Com a estrutura definida, o governo estadual lançou em 2024 uma concorrência pública (Edital nº 002/2024) visando a concessão da operação desses serviços. Para tanto, dividiu o território em quatro blocos — de A a D — e passou a licitar cada um deles separadamente.
A proposta, no entanto, gerou reações. A Associação Nacional dos Serviços Municipais de Saneamento (“ASSEMAE”) ajuizou uma ação direta de inconstitucionalidade, (“ADI Nº 7800”) no Supremo Tribunal Federal (“STF”), questionando a legalidade da microrregião criada no Pará. O principal argumento da ADI é de que os municípios foram incluídos de forma compulsória, o que violaria sua autonomia e configuraria uma transferência indevida da titularidade dos serviços. A ADI segue ainda sem decisão.
Em paralelo à ADI, o município de Parauapebas, integrante do bloco D da referida concorrência, ajuizou uma Ação Civil Pública requerendo, fundamentalmente, a sua exclusão da licitação realizada pela MRAE. Os argumentos apresentados repetem, em grande parte, os já levantados pela ASSEMAE.
Em um primeiro momento, o Tribunal de Justiça do Pará chegou a suspender a participação compulsória de Parauapebas na licitação.

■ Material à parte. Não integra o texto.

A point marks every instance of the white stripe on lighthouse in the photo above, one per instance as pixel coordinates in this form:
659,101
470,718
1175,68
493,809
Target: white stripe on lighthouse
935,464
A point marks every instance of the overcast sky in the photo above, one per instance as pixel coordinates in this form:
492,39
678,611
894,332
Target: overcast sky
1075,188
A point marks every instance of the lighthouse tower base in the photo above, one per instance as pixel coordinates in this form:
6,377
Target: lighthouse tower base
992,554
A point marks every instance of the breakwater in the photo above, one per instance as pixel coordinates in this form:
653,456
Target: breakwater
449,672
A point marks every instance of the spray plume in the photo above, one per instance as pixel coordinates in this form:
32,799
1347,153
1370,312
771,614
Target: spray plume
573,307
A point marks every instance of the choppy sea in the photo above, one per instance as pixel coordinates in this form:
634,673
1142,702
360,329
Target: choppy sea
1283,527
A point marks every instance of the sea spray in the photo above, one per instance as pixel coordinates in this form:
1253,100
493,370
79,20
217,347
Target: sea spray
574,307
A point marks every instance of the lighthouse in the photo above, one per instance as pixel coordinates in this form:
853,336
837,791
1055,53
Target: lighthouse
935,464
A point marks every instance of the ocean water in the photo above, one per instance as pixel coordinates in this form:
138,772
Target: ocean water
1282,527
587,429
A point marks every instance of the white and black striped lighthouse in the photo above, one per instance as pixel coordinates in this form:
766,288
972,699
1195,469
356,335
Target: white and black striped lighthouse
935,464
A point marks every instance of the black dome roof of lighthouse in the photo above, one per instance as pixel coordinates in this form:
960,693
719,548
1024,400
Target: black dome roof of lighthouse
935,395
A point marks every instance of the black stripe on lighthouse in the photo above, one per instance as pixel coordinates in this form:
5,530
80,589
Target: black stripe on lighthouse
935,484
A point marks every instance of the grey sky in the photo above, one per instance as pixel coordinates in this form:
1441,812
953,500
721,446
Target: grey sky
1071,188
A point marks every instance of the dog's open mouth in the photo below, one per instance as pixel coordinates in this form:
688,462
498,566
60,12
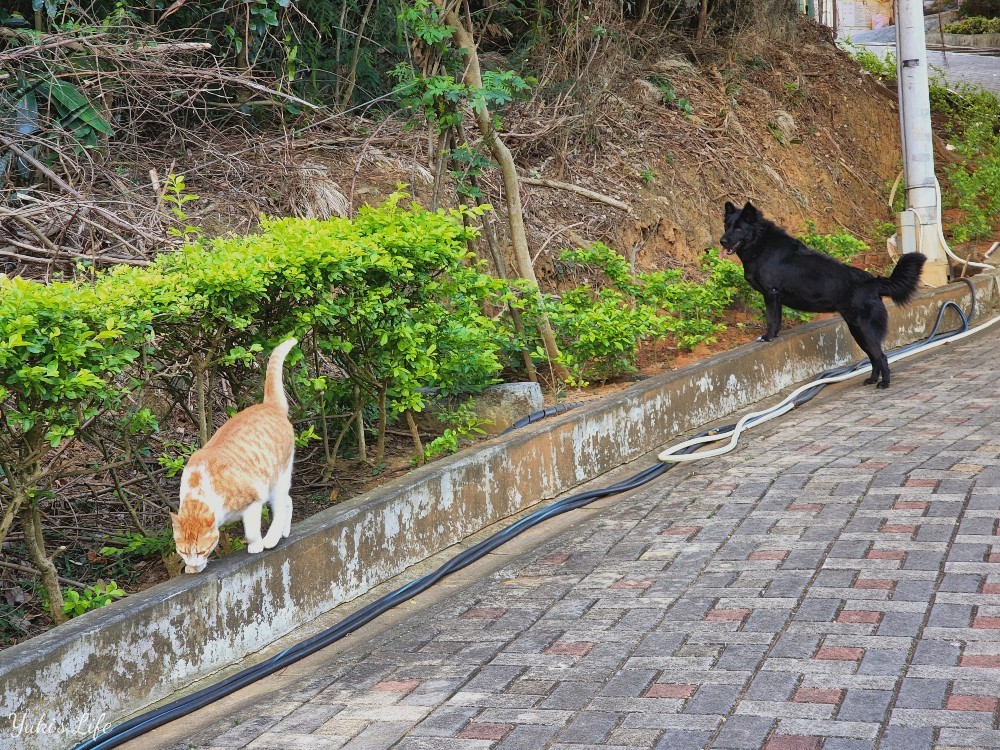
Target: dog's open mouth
731,249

Essa decisão, no entanto, foi revertida pelo presidente do STF, ministro Luís Roberto Barroso, no âmbito do Pedido de Suspensão nº 1077.
O entendimento do Ministro reitera a tese anteriormente fixada pela Suprema Corte de que as microrregiões de saneamento básico se fundam em interesse comum dos municípios que a integram, razão pela qual a inclusão de um município, mesmo que compulsoriamente na MRAE, não viola a sua autonomia. Trata-se de modelo expressamente previsto no art. 25, § 3º, da Constituição Federal, cuja instituição prescinde da anuência dos entes municipais.

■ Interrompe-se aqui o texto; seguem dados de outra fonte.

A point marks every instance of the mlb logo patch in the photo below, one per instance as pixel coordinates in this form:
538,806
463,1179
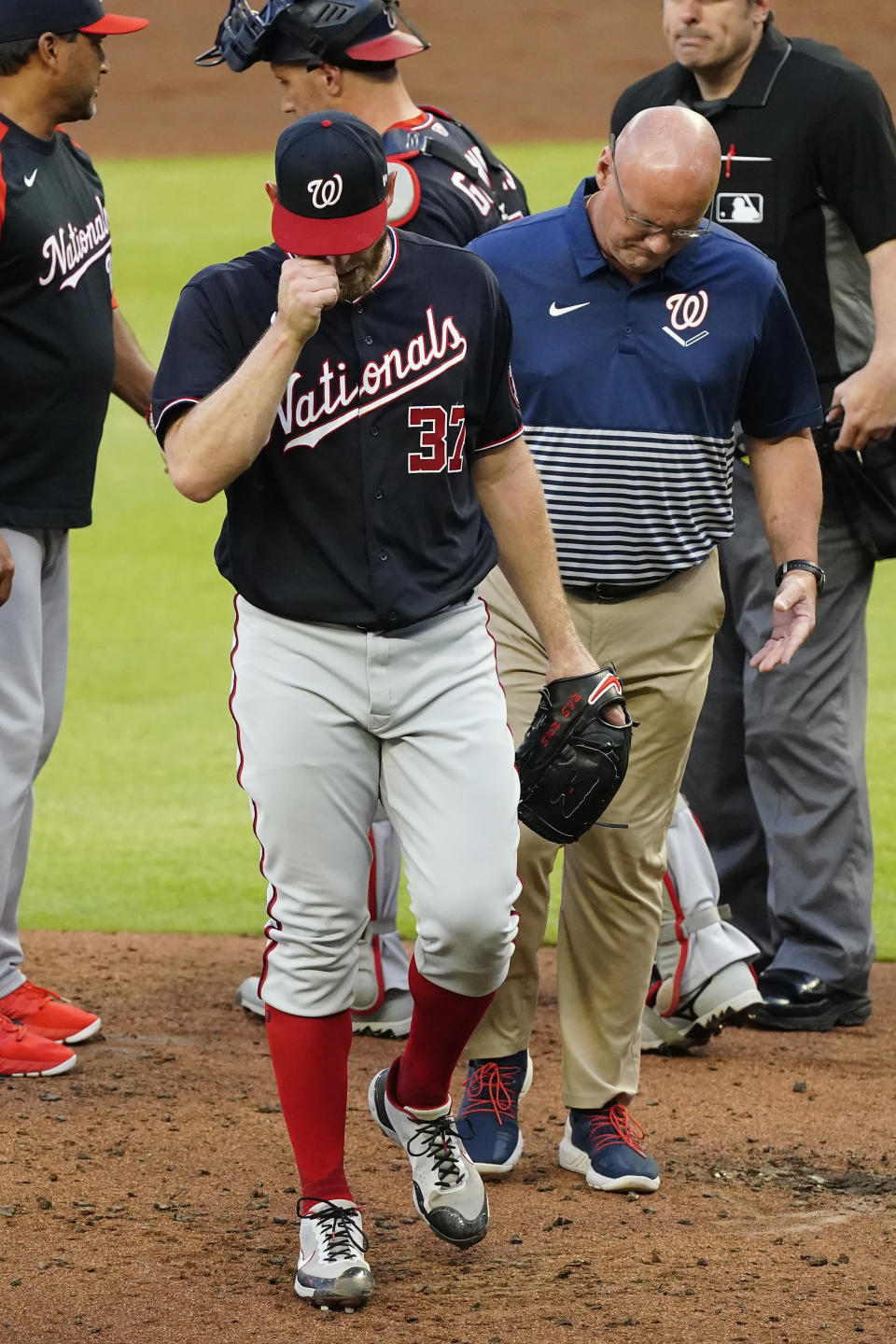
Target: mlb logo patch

Ainda segundo o STF, a criação de microrregiões não fere a autonomia municipal, desde que os municípios mantenham maioria nas instâncias decisórias. Na visão dos ministros, esse modelo permite a coordenação regional dos serviços sem que as prefeituras percam o controle sobre sua execução. Essa premissa ficou bem definida quando do julgamento da ADI nº 6573, que declarou inconstitucional uma lei de Alagoas justamente porque o Estado tinha mais da metade dos votos no colegiado regional. No caso do Pará, porém, o decreto que regulamenta a MRAE (Decreto nº 3.621/2023) garante 60% dos votos aos municípios, enquanto o Estado fica com 40%.